The dealers" group said it would particularly like to see further modifications to rules on management contracts and to rules governing when tax-exempt bond-financed facilities change from public-purpose to private-purpose after the bonds were issued.

BDA said the political subdivision rules the Treasury and IRS proposed in February 2016 are “unnecessarily restrictive” and “overly burdensome.”

The proposed rules would add two new requirements to the definition of a political subdivision that can issue tax-exempt bonds. The existing rule is that a political subdivision must have the ability to exercise a substantial amount of at least one of three sovereign powers – taxation, eminent domain, and policing. But the tax regulators proposed to add that a political subdivision issuing tax-exempt bonds must be governmentally controlled and serve a governmental purpose “with no more than an incidental private benefit.”

BDA said that while the proposed rules seem to be motivated by concerns about a narrow class of transactions, they “would change the rules for all issuers,” forcing some to lose their ability to issue tax-exempt bonds and “disrupt[ing] the ability of many communities to build valuable public infrastructure projects.”

On issue price rules, BDA noted that the Treasury and IRS finalized the rules under Section 148 of the U.S. tax code relating to arbitrage but that issue price is important in other areas of the tax rules.

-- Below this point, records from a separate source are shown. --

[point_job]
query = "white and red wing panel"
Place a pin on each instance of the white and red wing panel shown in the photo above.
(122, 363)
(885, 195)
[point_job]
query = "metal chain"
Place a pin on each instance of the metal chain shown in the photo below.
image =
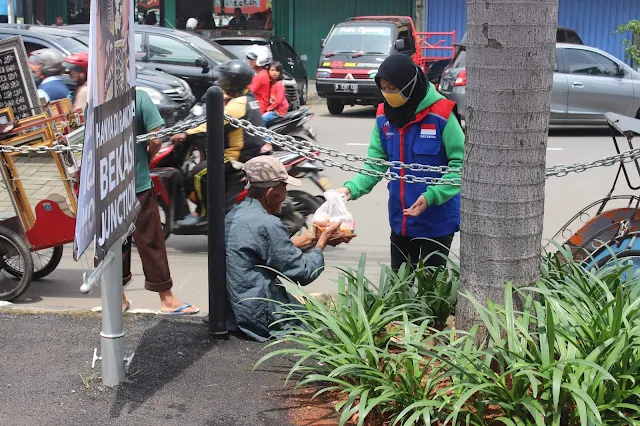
(624, 157)
(350, 157)
(170, 131)
(307, 150)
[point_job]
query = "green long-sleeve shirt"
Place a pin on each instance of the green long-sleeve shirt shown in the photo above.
(453, 140)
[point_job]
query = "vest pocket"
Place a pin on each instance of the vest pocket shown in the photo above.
(426, 147)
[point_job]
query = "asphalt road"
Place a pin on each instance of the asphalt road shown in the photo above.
(348, 133)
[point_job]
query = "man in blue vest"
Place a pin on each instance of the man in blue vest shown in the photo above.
(47, 67)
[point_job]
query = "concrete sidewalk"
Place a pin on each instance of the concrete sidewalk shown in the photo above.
(178, 376)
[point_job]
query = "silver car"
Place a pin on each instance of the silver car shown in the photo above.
(587, 83)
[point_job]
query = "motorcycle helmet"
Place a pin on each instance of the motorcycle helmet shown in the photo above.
(234, 76)
(78, 62)
(260, 54)
(49, 60)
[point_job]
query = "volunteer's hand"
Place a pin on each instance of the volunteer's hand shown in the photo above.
(180, 137)
(417, 208)
(326, 235)
(344, 190)
(306, 239)
(341, 239)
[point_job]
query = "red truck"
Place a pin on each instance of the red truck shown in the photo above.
(354, 49)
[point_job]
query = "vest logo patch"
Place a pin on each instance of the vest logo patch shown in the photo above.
(428, 131)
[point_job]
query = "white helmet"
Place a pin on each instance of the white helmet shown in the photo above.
(261, 54)
(192, 23)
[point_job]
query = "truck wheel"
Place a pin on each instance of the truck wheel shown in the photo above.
(335, 106)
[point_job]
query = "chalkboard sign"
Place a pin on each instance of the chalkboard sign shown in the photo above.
(17, 88)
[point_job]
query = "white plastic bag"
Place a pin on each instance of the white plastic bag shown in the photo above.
(334, 210)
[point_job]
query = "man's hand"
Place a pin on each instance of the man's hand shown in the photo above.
(417, 208)
(306, 239)
(179, 138)
(326, 235)
(344, 190)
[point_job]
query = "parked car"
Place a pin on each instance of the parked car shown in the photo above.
(179, 53)
(352, 53)
(587, 83)
(172, 96)
(436, 68)
(292, 62)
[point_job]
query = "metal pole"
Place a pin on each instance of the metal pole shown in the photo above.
(112, 334)
(216, 213)
(11, 12)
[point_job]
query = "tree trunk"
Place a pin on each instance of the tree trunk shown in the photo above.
(511, 58)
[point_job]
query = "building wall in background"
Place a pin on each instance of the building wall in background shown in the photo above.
(594, 20)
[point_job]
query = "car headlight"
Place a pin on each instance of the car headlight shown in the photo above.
(186, 86)
(157, 97)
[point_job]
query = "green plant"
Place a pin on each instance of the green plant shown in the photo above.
(632, 49)
(571, 356)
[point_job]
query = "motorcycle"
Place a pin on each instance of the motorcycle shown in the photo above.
(168, 183)
(293, 123)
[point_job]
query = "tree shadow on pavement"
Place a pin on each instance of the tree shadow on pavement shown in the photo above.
(163, 353)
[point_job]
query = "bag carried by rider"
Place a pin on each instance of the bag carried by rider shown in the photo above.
(334, 210)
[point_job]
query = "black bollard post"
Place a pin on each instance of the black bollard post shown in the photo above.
(216, 212)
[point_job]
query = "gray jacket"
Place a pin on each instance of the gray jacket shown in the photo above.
(258, 250)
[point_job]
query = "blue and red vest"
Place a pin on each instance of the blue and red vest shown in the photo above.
(420, 142)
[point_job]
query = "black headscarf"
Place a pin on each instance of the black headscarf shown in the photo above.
(399, 69)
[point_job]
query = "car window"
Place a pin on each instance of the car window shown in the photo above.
(289, 51)
(168, 50)
(573, 38)
(73, 45)
(561, 36)
(32, 47)
(584, 62)
(216, 52)
(138, 43)
(460, 60)
(278, 51)
(238, 47)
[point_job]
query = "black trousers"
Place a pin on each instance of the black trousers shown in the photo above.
(404, 248)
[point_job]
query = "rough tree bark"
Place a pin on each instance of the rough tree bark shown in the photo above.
(511, 58)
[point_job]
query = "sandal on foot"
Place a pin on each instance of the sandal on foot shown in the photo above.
(180, 311)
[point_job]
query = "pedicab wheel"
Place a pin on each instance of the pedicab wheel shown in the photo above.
(44, 263)
(14, 255)
(624, 258)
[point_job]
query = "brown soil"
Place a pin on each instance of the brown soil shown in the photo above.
(321, 410)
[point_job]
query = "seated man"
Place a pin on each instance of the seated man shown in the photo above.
(234, 77)
(258, 245)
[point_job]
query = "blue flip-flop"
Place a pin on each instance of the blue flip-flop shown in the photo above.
(180, 311)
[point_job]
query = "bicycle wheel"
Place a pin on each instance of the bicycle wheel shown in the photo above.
(14, 255)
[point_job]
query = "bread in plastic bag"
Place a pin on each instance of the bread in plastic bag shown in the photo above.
(334, 210)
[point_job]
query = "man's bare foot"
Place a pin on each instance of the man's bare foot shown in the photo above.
(126, 304)
(169, 305)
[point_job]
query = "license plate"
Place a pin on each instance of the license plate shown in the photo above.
(349, 88)
(325, 183)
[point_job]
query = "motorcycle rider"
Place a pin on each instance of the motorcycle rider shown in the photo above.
(233, 78)
(260, 58)
(78, 65)
(46, 66)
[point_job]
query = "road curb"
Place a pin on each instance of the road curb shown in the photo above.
(12, 308)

“We believe that the Treasury and the IRS should review the use of ‘issue price’ in the context of non-arbitrage-related rules to determine whether a reasonable expectations-based determination of issue price can be used in some or all of those contexts without creating tax policy concerns,” Nicholas said.

Until June 8, the rules were based on the reasonable expectations of what prices would be for the first 10% of bonds sold. The new rules drop the reasonable expectations standard and instead generally are based on the prices of bonds actually sold, with a special rule for situations where 10% of maturities of bonds aren’t sold and an exemption for competitive deals.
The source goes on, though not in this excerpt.